2.3 Mass spectrometry preparation and analysis
For data acquisition, we employed a fully automated, AcquireX Intelligent Data Acquisition Workflow, specifically the deep scan workflow. First, an exclusion list is generated from a blank run. Then, an injection of the pooled QC sample followed by feature detection and component assembly populates the inclusion list with compounds detected in the samples. A series of iterative DDA injections follow. Each injection is informed from the previous one, minimizing redundant fragmentation spectra and maximizing relevant spectra and metabolite annotations.
Samples were analyzed in untargeted fashion by LC-HRMS. Samples were injected in randomized fashion via a Thermo Vanquish UHPLC and separation of the polar metabolites was achieved using Thermo Accucore C18 column (Thermo Scientific; 2.1 × 100 mm; 1.5 µm) maintained at 30 °C. The injection volume was 10 µL. For the 15-min gradient, the standard mobile phase for RPLC was A = 0.1% formic acid in water and B = 0.1% formic acid in methanol. The linear elution gradient was as follows: 0–8.0 min at 50% B, 8.0–13.0 min held at 98% B, 13.1 to 15.0 min revert to 0% B to re-equilibration for next injection at a flow rate of 0.25 mL/min. Spectra was acquired on Thermo IDX™ Tribrid MS, using both positive and negative mode. A heated electrospray ionization (HESI) source was operated at 3.5 kV and 2.5 kV for positive and negative modes, respectively. Ion source sheath gas was set at 35 and auxiliary gas at 7. Ion transfer tube temperature was maintained at 275 °C while vaporizer temperature was maintained at 320 °C. The instrument was set to acquire over the m/z range 67–1000, in full MS mode (1 µscan) at a resolution of 60,000 at a normalized AGC Target of 25% and 50 ms of maximum injection time was allowed. RF lens amplitude was set at 35%. Tandem MS/MS performed by applying quadrupole isolation with an isolation window of 1.6 m/z. Activation type was set at HCD and masses were fragmented with HCD Assisted Collision Energy (%) of 15,35,50. Fragment masses were detected by Orbitrap at a resolution of 15,000. A total of 140 × 2 sample runs (negative and positive mode), 30 QC runs (15 × 2 negative and positive mode), 8 ddMS2 runs (2 × 4) and 4 blanks (negative and positive) were collected.

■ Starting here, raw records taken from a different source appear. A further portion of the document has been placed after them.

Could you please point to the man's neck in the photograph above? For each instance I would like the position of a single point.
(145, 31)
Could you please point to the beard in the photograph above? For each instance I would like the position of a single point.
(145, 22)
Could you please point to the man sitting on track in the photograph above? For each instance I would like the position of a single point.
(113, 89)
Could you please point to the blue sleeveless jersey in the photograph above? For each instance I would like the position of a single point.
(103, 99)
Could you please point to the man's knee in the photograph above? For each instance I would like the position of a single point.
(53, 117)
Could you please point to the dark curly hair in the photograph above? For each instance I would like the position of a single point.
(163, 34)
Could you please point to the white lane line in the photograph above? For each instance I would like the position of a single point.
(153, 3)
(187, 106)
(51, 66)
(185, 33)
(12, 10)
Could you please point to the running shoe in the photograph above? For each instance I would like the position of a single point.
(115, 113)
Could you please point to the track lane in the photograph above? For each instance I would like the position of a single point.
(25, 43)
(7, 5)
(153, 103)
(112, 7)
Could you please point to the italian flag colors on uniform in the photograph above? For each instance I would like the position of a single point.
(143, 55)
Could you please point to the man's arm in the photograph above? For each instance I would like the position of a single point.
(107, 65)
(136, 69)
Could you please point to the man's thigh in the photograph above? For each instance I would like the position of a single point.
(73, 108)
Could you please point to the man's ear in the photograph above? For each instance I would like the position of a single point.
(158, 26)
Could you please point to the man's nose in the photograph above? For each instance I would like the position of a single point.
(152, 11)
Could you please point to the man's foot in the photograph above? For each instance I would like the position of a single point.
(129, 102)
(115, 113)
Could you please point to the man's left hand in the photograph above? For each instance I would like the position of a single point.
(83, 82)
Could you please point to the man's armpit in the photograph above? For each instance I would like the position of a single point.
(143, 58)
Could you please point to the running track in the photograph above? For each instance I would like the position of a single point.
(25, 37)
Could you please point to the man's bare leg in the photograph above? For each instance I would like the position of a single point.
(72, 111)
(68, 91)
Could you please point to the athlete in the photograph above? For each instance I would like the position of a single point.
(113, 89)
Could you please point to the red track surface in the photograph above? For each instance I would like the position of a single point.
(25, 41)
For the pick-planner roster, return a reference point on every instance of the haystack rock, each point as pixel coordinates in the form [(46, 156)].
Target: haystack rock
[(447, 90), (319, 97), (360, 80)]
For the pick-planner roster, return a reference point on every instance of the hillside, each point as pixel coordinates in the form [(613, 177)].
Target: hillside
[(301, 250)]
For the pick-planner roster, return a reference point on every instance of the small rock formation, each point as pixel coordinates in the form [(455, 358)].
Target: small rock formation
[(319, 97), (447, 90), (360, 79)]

LC–MS/MS data was processed using Compound Discoverer 3.1 (Thermo Fisher Scientific Inc, San Jose, USA) with the following settings. For precursor selection, MS(n-1) precursors were selected, and S/N Threshold was set at 1.5. Retention time alignment was performed using adaptive curve algorithm with maximum shift allowed for 2 min at a mass tolerance of 5 ppm. Compounds were detected at a mass tolerance of 5 ppm and minimum peak intensity threshold was set at 500,000. Preferred ions were set at either [M + H] + 1 or [M-H]-1, respectively, for positive or negative mode. Compounds were grouped at a mass tolerance of 5 ppm and RT tolerance of 0.2 min was allowed. A QC-based area correction was applied using a linear regression model with minimum allowable QC coverage of 50% and maximum QC area RSD allowed was 30%. Peak areas were normalized using constant median. Blank samples were used for detection and identification of background compounds and removed subsequently.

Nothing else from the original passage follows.